Selon un communiqué publié lundi par son bureau, Nawrocki a mis son veto à la Crypto-Asset Market Act , considérant que certaines dispositions « menacent réellement les libertés des Polonais, leurs biens et la stabilité de l’État ».
Présenté en juin, le texte avait déjà été critiqué par plusieurs défenseurs du secteur, dont le politicien Tomasz Mentzen. Celui-ci avait anticipé le refus du président, même après le feu vert du Parlement.
Si les acteurs crypto ont perçu ce veto comme une victoire pour le marché, plusieurs responsables gouvernementaux l’ont dénoncé, accusant le président d’avoir « choisi le chaos » et d’en porter désormais l’entière responsabilité.
Pourquoi le président a opposé son veto
L’un des principaux motifs évoqués concerne une disposition permettant aux autorités de bloquer facilement les sites opérant dans le secteur crypto.
« Les lois sur le blocage de domaines manquent de transparence et peuvent conduire à des abus », a déclaré la présidence dans un communiqué officiel.
La présidence a également souligné la longueur du texte, largement critiquée. Selon elle, sa complexité nuit à la transparence et conduirait à une « sur-réglementation », surtout en comparaison avec des cadres plus simples adoptés en Tchéquie, en Slovaquie ou en Hongrie.
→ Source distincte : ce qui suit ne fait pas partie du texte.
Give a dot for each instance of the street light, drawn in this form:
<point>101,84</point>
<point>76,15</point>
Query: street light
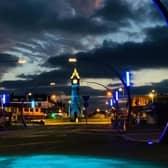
<point>72,60</point>
<point>21,61</point>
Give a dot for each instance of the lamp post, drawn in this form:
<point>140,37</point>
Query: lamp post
<point>19,61</point>
<point>126,82</point>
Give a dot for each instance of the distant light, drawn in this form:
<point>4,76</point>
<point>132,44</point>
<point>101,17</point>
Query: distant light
<point>109,93</point>
<point>32,104</point>
<point>116,95</point>
<point>4,99</point>
<point>73,60</point>
<point>111,102</point>
<point>52,83</point>
<point>29,94</point>
<point>150,142</point>
<point>128,78</point>
<point>21,61</point>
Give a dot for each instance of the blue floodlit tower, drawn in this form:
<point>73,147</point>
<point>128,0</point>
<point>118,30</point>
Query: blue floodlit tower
<point>75,106</point>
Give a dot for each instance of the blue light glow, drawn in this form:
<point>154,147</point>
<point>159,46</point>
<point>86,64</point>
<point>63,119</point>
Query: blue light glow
<point>71,161</point>
<point>32,104</point>
<point>116,95</point>
<point>150,142</point>
<point>4,99</point>
<point>111,102</point>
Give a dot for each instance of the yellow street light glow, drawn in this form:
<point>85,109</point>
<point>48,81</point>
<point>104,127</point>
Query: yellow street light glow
<point>52,84</point>
<point>73,60</point>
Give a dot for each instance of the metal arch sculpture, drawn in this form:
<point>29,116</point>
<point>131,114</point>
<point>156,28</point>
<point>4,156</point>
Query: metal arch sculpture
<point>162,8</point>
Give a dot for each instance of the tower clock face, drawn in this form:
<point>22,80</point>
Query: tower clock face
<point>75,81</point>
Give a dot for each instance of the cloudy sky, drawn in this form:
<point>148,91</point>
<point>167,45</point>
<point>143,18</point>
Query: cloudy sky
<point>102,34</point>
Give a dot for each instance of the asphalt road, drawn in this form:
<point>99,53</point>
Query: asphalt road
<point>94,140</point>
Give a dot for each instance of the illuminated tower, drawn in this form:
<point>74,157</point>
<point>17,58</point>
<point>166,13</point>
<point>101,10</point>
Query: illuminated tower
<point>75,106</point>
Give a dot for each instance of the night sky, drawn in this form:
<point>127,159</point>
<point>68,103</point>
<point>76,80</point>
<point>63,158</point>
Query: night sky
<point>101,34</point>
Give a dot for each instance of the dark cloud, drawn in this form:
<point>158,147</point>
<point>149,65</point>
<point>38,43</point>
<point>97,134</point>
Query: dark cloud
<point>7,62</point>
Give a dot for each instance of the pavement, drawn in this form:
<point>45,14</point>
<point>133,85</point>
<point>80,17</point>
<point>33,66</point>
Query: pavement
<point>96,140</point>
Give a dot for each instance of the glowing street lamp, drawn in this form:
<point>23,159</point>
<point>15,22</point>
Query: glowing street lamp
<point>72,60</point>
<point>21,61</point>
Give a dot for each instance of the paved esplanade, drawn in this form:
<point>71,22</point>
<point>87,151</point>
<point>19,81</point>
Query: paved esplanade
<point>80,139</point>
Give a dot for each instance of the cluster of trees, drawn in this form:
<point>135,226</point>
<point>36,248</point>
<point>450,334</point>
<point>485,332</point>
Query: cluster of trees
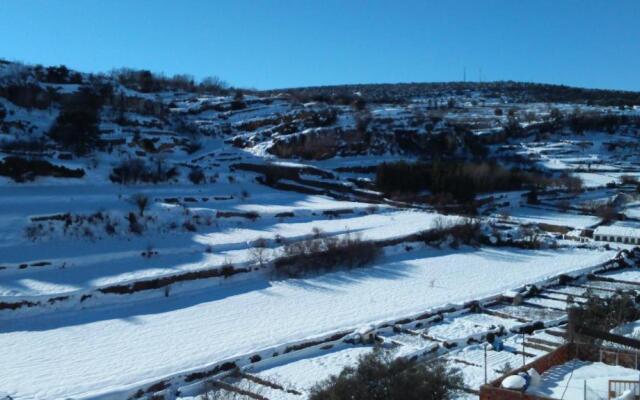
<point>604,314</point>
<point>29,95</point>
<point>22,170</point>
<point>60,74</point>
<point>147,82</point>
<point>518,91</point>
<point>137,170</point>
<point>377,376</point>
<point>323,253</point>
<point>461,180</point>
<point>76,127</point>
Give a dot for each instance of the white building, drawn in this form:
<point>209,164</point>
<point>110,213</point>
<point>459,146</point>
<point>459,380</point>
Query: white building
<point>618,233</point>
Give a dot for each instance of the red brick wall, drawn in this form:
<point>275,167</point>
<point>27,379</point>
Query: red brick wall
<point>493,391</point>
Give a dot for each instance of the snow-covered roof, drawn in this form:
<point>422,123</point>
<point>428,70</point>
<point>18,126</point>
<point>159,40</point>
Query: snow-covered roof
<point>618,230</point>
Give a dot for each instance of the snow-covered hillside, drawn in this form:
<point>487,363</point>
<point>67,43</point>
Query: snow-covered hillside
<point>155,238</point>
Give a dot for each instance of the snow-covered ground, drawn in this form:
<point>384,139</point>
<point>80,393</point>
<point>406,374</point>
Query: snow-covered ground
<point>568,381</point>
<point>75,354</point>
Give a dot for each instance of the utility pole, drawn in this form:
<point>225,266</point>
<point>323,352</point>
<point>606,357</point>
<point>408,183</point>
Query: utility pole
<point>523,352</point>
<point>485,363</point>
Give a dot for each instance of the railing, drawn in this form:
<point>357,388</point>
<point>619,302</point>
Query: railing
<point>617,387</point>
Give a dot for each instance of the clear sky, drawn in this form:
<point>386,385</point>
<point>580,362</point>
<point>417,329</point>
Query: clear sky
<point>276,43</point>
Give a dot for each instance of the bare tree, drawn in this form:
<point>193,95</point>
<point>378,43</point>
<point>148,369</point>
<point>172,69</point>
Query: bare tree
<point>258,252</point>
<point>141,201</point>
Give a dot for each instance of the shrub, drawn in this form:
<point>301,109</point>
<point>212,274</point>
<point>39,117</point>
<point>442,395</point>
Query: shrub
<point>137,170</point>
<point>134,226</point>
<point>22,170</point>
<point>604,314</point>
<point>141,201</point>
<point>466,232</point>
<point>196,176</point>
<point>76,128</point>
<point>378,377</point>
<point>325,254</point>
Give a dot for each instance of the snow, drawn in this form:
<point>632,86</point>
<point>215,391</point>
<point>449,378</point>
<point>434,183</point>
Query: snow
<point>619,229</point>
<point>54,356</point>
<point>567,381</point>
<point>303,373</point>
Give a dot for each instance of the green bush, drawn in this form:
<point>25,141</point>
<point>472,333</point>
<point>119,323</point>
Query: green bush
<point>378,377</point>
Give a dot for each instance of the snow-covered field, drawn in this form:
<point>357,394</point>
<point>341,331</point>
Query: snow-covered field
<point>568,381</point>
<point>228,176</point>
<point>55,355</point>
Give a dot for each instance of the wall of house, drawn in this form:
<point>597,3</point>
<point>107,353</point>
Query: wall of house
<point>493,391</point>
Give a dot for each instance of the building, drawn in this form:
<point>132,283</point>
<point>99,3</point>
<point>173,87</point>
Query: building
<point>618,233</point>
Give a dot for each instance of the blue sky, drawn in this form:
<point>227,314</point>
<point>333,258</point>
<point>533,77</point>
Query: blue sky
<point>270,44</point>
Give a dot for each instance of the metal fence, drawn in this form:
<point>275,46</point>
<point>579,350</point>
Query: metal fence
<point>618,387</point>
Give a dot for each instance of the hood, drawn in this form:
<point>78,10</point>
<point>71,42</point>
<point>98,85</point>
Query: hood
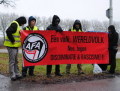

« La sur-réglementation pousse les entreprises à s’installer en Tchéquie, en Lituanie ou à Malte, au lieu de créer des conditions favorables pour qu’elles opèrent et paient leurs impôts en Pologne », a déclaré le président.
Nawrocki a également mis en avant le niveau jugé excessif des frais de supervision, susceptibles de dissuader les startups et de favoriser les grandes entreprises étrangères ou les banques.
« C’est un contresens total, qui étouffe la concurrence et constitue une menace sérieuse pour l’innovation », a-t-il ajouté.
Les critiques s’enchaînent : « Le président a choisi le chaos »
Le veto de Nawrocki a déclenché un fort retour de flamme parmi les hauts responsables polonais, notamment le ministre des Finances Andrzej Domański et le vice-premier ministre et ministre des Affaires étrangères Radosław Sikorski.
Sur X, Domański a alerté que « déjà aujourd’hui, 20 % des clients perdent leur argent à cause des abus dans ce marché », accusant le président d’avoir « choisi le chaos » et affirmant qu’il devra assumer toutes les conséquences.
Sikorski a repris les mêmes critiques, estimant que ce projet de loi devait justement encadrer le marché crypto. « Lorsque la bulle éclatera et que des milliers de Polonais perdront leurs économies, ils sauront au moins qui remercier », a-t-il écrit sur X.
Des défenseurs du secteur, dont l’économiste polonais Krzysztof Piech, ont répliqué immédiatement, estimant que le président ne peut pas être tenu responsable de l’inaction des autorités face aux arnaqueurs.
Il a aussi rappelé que la régulation européenne MiCA doit entrer pleinement en vigueur le 1er juillet 2026, offrant un cadre de protection des investisseurs dans l’ensemble de l’UE.